Chicago Critics 2023 Review: SANCTUARY Is More SECRETARY Than BASIC INSTINCT
Margaret Qualley and Christopher Abbott star; Zachary Wigon directed.
The first fifteen to twenty minutes of Sanctuary are mischievous in ways that foreshadow the entirety of the film.
A beautiful young woman arrives at a handsome young man’s luxurious hotel room and begins a series of increasingly personal and somewhat cruel questions. Rebecca (Margaret Qualley) is ostensibly an attorney handling the transition of power from one CEO to another for the corporation that Hal (Christopher Abbott) is set to inherit and she must test his mettle.
It’s a tense scene where the tension is regularly diffused by Abbott overcompensating and outright lying about things like his weight and height, creating a sense of confusion about whether we’re watching a comedy or a thriller.
We quickly learn that Rebecca is not, in fact, an attorney; she is a sex worker, and more specifically a dominatrix who has been hired by Hal to perform a very specific scenario for his pleasure. She takes issue with the rigidity of his script and says that she would like to take control and give him not what he thinks he wants, but what she knows he needs. Thus begins the power play (or struggle?) that develops over the film’s runtime.
It’s a fairly standard erotic thriller set up that allows for shifting understandings of who is in control, what they want, and, of course, why. But as indicated by the opening sequence, Sanctuary isn’t exactly a thriller. There are credible threats of violence and questions of what will happen next, but there are also frequent jokes and interludes of pure silliness. It’s a film that fluctuates between something that seemingly wants to be taken seriously as a perverse and titillating thriller and as a romantic comedy playing dress up as something more dangerous.
There’s nothing wrong with a romantic comedy playing with power play; Secretary succeeded at marrying the two wonderfully more than twenty years ago. But Sanctuary struggles to decide where it wants to fall. There is a genuinely erotic sex scene that involves a knife and some talk of breeding, but it takes up less than five minutes of this over 90-minute movie, and even this scene feels less perverse than it does straightforwardly, and successfully, sexy.
At one point, Rebecca, who we learn has a history with Hal, goes over their past play sessions and lists games involving some of Hal’s family heirlooms and DNA tests confirming her Ashkenazi heritage.
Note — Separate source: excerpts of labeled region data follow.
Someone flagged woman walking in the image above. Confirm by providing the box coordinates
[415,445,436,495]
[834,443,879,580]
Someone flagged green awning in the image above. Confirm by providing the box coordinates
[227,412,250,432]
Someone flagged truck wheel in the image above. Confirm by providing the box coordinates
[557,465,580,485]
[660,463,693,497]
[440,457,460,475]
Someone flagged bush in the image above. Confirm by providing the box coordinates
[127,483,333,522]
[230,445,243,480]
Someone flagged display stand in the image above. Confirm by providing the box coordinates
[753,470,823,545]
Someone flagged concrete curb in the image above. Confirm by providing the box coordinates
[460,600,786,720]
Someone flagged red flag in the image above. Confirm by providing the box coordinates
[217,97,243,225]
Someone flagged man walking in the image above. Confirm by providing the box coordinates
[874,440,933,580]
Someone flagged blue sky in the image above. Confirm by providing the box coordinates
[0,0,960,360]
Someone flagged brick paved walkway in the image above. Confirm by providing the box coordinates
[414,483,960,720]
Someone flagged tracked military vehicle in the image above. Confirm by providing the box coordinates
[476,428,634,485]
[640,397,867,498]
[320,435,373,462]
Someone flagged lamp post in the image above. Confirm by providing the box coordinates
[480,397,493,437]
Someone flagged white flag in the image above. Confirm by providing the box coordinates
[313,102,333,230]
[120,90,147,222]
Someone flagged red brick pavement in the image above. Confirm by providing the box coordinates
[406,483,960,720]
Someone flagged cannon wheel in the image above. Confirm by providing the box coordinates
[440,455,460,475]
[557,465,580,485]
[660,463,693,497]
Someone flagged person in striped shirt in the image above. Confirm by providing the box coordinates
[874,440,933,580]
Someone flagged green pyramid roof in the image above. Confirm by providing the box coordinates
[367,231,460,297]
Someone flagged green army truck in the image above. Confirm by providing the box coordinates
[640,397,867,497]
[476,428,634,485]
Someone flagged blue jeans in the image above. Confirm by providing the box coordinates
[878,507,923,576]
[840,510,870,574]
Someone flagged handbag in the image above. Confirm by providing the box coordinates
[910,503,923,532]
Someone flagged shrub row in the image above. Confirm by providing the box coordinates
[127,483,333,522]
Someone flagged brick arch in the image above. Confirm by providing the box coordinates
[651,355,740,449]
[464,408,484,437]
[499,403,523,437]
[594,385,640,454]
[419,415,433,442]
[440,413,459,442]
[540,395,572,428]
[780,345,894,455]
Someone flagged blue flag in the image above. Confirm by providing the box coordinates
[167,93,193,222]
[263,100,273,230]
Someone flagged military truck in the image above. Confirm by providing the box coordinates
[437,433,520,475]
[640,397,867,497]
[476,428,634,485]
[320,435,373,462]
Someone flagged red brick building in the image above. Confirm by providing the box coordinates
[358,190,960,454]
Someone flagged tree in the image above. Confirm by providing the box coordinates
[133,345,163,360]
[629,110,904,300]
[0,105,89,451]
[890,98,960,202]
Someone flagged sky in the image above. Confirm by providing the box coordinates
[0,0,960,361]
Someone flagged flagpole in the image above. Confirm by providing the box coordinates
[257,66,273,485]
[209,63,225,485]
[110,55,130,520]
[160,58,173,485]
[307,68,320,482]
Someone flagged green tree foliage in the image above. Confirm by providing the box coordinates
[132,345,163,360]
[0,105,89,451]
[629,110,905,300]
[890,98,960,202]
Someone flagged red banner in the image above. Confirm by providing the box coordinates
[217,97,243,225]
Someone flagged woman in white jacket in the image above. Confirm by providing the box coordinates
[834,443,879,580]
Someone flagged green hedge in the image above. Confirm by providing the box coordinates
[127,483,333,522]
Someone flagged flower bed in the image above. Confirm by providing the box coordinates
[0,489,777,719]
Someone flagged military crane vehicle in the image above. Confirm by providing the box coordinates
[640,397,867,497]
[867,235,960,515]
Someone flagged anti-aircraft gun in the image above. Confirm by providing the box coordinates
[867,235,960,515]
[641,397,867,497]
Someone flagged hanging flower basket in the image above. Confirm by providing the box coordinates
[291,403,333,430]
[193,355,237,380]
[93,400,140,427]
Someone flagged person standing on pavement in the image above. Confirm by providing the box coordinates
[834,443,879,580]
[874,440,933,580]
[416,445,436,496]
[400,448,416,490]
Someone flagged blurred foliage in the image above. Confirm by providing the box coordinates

But this scene feels like it’s trying to prove the film’s bonafides in a way that ends up feeling more like an acknowledgment that there’s not much here that’s actually nasty; it also certainly doesn’t help that the games are listed off more as jokes than anything meaningfully salacious.
Of course humor is involved in dom and sub play, and all sexuality, but Sanctuary seems to want to play it both ways as a genre film; as a thriller that unnerves and arouses its audience and as an unconventional but ultimately heartwarming romantic comedy. In doing so it fails at being great at either.
It’s quite good as both; there are several laugh out loud moments throughout, Qualley and Abbott have great chemistry (more so in the sweet moments than in the tense ones), and the movie keeps you on your toes about what will happen next. But it never moves beyond “good” to something more exciting, or memorable.